Мы еще немного поговорили. Он казался спокойным, и я подумал, что обмануть его будет нетружно. Это и радовало меня, и наполняло стыдом.
— Если хочешь, я позвоню завтра вечером.
— Нет, я, наверное, пойду есть бургеры и играть в мини-гольф кое с кем из из ребят.
— А девушки будут?
— Вполне может быть. Я позвоню тебе, если что-нибудь случится. Пожар, или что-то подобное.
— Хороший план. Доброй ночи, Чип.
— Тебе тоже.
С того места, где я сидел, я видел письмо на кухонном столе. Мне не хотелось врать отцу, но другого выхода я не видел. Ситуация была чрезвычайной.
Вырубив телик, я решил лечь в восемь впервые за целую вечность. Встать я собирался как можно раньше. «Чем раньше начнешь, тем раньше сделаешь», — говаривала моя мать.

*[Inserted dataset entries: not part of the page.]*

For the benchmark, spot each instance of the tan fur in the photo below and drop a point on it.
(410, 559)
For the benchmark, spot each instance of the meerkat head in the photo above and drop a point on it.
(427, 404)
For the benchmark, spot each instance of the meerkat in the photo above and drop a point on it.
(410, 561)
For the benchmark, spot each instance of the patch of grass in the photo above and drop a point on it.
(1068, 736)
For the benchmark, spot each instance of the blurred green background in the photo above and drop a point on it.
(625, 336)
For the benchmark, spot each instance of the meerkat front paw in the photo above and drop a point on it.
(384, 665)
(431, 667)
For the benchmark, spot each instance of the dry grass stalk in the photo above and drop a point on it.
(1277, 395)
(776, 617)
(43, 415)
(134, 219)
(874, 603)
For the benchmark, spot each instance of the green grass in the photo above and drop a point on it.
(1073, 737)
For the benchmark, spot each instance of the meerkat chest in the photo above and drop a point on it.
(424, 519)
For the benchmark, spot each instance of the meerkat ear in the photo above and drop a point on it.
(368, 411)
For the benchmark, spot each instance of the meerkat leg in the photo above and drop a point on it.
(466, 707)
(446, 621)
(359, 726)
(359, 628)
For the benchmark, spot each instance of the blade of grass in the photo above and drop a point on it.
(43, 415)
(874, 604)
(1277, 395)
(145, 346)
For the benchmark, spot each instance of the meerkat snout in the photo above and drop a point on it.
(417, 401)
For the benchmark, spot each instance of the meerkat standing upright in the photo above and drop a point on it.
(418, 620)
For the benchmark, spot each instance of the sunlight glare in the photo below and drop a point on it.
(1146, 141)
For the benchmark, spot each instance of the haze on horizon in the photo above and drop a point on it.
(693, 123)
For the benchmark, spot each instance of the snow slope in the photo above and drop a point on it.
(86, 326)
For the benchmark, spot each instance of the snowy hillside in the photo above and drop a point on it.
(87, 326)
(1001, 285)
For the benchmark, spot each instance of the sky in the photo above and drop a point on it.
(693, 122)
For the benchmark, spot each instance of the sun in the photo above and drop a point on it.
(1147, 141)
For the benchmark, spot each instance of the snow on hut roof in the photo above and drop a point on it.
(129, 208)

Иногда я уже не мог вспомнить, как она выглядела, не посмотрев на ее фото, но помнил все ее фразы, даже сказанные однажды. Память — странный механизм.
Я запер дверь, но не потому, что боялся Полли. Он, должно быть, знал, где я живу, но у него были сломаны обе руки, и я завладел его пистолетом. Денег и документов у него тоже не было. Я думал, что он уже спешит в Чикаго, где попытается превратить четыре золотых гранулы в наличные. Если он вообще сможет их продать, то получит не больше двадцати центов с доллара, и меня это радовало. Это было потрясно. Каждый раз, когда я начинал чувствовать жалость к нему или вину за то, что я сделал, я вспоминал, как он прижимает дуло своего пистолетика к моему затылку и говорит: «Не оборачивайся, это будет неразумно». Хотя я был рад и тому, что не убил его.
Я внимательно осмотрел себя в зеркале, пока чистил зубы. Вроде бы я выглядел как обычно, что было довольно удивительно после всего случившегося. Прополоскав рот, я повернулся и увидел Радар, сидящую в дверях ванной. Я наклонился и взъерошил шерсть по бокам ее морды.
— Хочешь завтра отправиться в дорогу, девочка?
Она пару раз стукнула хвостом по полу, потом пошла в комнату для гостей и улеглась возле моей кровати. Дважды проверив будильник, чтобы убедиться, что он установлен на пять утра, я выключил свет. Я думал, что мне потребуется много времени, чтобы заснуть после всей этой езды на американских горках, но тут же начал уплывать в сон.
Я еще успел спросить себя, действительно ли я собираюсь рискнуть жизнью и получить кучу неприятностей как с отцом, так и в школе, из — за старой собаки, у которой уже был — по собачьим меркам — чертовски долгий век. Ответ казался мне утвердительным, но это была не единственная причина. Было еще чудо открытия, была тайна. Ради всего святого, я нашел другой мир. Я хотел увидеть город с зелеными башнями и выяснить, действительно ли это страна Оз, только с ужасным монстром — Гогмагогом — а не с обманщиком, прячущимся под разными масками. Я хотел найти солнечные часы и посмотреть, действительно ли они делают то, что сказал мистер Боудич. И не забывайте, что мне было семнадцать — самый подходящий возраст как для приключений, так и для дурацких ошибок.
Но да, в основном это была собака. Видите ли, я любил ее и не хотел потерять.
Я повернулся на бок и крепко заснул.